António Lobo Antunes: Kommission der Tränen
Aus dem Portugiesischen von Maralde Meyer-Minnemann
Luchterhand Literaturverlag, München 2014
380 Seiten, Euro 22,99
Stimmengewirr aus Angola
Der portugiesische Schriftsteller António Lobo Antunes schreibt wieder über sein literarisches Lebensthema: die portugiesische Kolonial-Vergangenheit von Angola. Der Autor war über zwei Jahre als Militärarzt im Krieg in Angola tätig - ein Erlebnis, was er in fast allen seinen Romanen bearbeitet, so auch in "Kommission der Tränen".
Der portugiesische Schriftsteller und Arzt António Lobo Antunes war während des Kolonialkrieges Militärarzt in Angola und arbeitete danach als Psychiater in einem Lissabonner Krankenhaus. Die kolonialen Mythen und Machtphantasien Portugals beschäftigen diesen Autor immer wieder aufs Neue. Vor allem der Kolonialkrieg in Angola ist ein wiederkehrendes Thema in seinem Erzählkosmos. Lobo Antunes hat diese vierzig Jahre Befreiungskrieg und Bürgerkrieg, die Angola am Boden zerstört hinterließen, aus ganz unterschiedlichen Perspektiven erzählt. In "Kommission der Tränen", seinem 23. Roman, macht er abermals Angola (neben Lissabon) zum Schauplatz einer Geschichte über die Nachwehen des Kolonialismus während und nach dem Bürgerkrieg, in dem sich linke Guerillas und pro-westliche Rebellen-Milizen fast drei Jahrzehnte lang zerfleischten.
Erzählt wird die Geschichte vornehmlich aus dem Bewusstsein Cristinas, einer etwa vierzigjährigen Frau, die in Angola geboren, aber mit ihren Eltern, einem schwarzen Vater und einer weißen Mutter, 1977 vertrieben wurde und seit ihrem fünften Lebensjahr in Lissabon lebt, zwischenzeitlich immer wieder in einer psychiatrischen Klinik, denn sie wird von Stimmen heimgesucht. Nicht nur die Blätter an den Bäumen sprechen zu ihr; die angolanische Vergangenheit peinigt sie mit einem wahren Stimmengewirr, in dem die Schreie von Soldaten und herumrennenden Schwarzen sich mit Schüssen und den Stimmen der Eltern vermischen und Erinnerungen sich verheddern und mit Traumbildern und Halluzinationen verfließen. Wie in seinen vorangehenden Büchern bleibt Lobo Antunes auch in diesem Roman seinem eigentümlichen narrativen Verfahren treu, den Erzählstrang zu eliminieren und den Plot in ein polyphones Stimmengewirr aufzulösen.

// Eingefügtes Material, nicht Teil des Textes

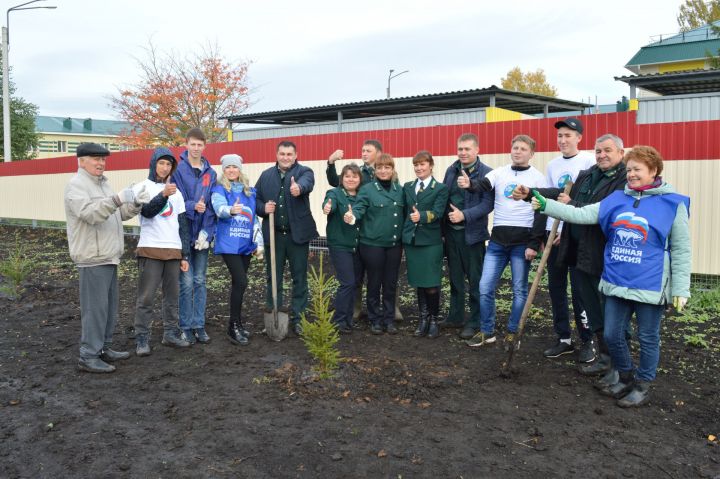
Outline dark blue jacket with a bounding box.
[443,160,495,245]
[172,150,217,242]
[255,161,318,244]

Was genau in den Romanen dieses Autors passiert, lässt sich nie mit letzter Sicherheit sagen.
Unglücklicher Kunstgriff des Autors
Umso weniger, als die mit Medikamenten betäubte Cristina in ihrer Verwirrung eine unzuverlässige Erzählerin ist. Sie ist eine Art Medium, überschüttet von Stimmen, "die mir dies hier in sich überstürzenden Reden diktieren". Der Realitätsgrad der Stimmen, die den Roman konstituieren, bleibt daher von vornherein unklar. Die politischen Vorgänge im postkolonialen Angola und die blutigen Wendungen im Bürgerkrieg bleiben verschwommen und tauchen nur als gelegentliche undeutliche Anspielungen auf.

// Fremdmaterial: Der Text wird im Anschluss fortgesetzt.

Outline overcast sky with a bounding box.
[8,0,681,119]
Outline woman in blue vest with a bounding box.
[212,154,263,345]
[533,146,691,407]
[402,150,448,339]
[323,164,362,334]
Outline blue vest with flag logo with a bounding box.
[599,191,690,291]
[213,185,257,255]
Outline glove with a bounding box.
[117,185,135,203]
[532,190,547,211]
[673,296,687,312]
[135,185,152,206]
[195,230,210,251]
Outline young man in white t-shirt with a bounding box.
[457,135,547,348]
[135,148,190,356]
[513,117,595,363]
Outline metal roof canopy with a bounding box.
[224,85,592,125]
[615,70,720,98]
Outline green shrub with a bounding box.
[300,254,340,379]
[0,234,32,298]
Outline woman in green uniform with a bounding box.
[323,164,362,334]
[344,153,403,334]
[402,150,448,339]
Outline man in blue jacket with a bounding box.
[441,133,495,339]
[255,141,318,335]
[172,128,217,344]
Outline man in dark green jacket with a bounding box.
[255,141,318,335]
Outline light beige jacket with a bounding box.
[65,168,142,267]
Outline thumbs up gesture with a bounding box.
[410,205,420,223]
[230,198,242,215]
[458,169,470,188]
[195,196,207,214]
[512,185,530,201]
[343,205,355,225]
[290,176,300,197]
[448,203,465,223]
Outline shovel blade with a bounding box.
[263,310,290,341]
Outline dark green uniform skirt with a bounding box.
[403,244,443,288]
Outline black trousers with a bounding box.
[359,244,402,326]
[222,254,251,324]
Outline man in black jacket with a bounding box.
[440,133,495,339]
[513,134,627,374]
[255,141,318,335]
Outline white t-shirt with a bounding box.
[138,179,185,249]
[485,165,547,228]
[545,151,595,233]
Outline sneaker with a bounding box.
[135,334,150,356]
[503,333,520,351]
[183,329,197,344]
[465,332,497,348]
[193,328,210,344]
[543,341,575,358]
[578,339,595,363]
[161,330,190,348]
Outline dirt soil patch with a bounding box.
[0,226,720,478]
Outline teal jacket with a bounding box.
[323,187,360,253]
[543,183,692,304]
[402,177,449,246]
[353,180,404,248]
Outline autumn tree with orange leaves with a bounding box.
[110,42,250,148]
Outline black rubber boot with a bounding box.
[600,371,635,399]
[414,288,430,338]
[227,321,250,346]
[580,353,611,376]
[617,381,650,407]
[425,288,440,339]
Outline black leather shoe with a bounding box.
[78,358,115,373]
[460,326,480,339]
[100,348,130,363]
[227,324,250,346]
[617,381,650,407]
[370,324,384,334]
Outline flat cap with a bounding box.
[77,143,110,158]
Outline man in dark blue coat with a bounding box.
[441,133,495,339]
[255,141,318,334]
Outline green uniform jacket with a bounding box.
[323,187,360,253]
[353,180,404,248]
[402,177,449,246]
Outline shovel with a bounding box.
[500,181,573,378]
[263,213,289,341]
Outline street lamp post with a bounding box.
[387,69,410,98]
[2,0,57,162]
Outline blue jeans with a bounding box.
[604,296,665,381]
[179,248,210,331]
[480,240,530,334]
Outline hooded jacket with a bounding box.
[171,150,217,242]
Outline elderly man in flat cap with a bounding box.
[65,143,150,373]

Die Stimmen in Cristinas Kopf fallen sich gegenseitig ins Wort, oft mitten im Satz. Der Leser muss raten, welche Romanfigur sich jeweils hinter all diesen "Ich" sagenden Stimmen verbirgt. Die Grenzen zwischen den Zeitebenen, Orten und Identitäten verschwimmen. Eine verwirrte und geistesabwesende Frau zur zentralen Gewährsperson seines Romans zu machen, erscheint als unglücklicher Kunstgriff des Autors: Cristinas Perspektive ist zu beschränkt für das komplexe Thema der sozialen, politischen und ethnischen Verwerfungen im nachkolonialen Angola. So bietet Lobo Antunes in diesem Spätwerk nur noch ein schwächliches Recycling der großen Themen und Motive seines Lebenswerks, die hier eher zerstreut als gebündelt werden.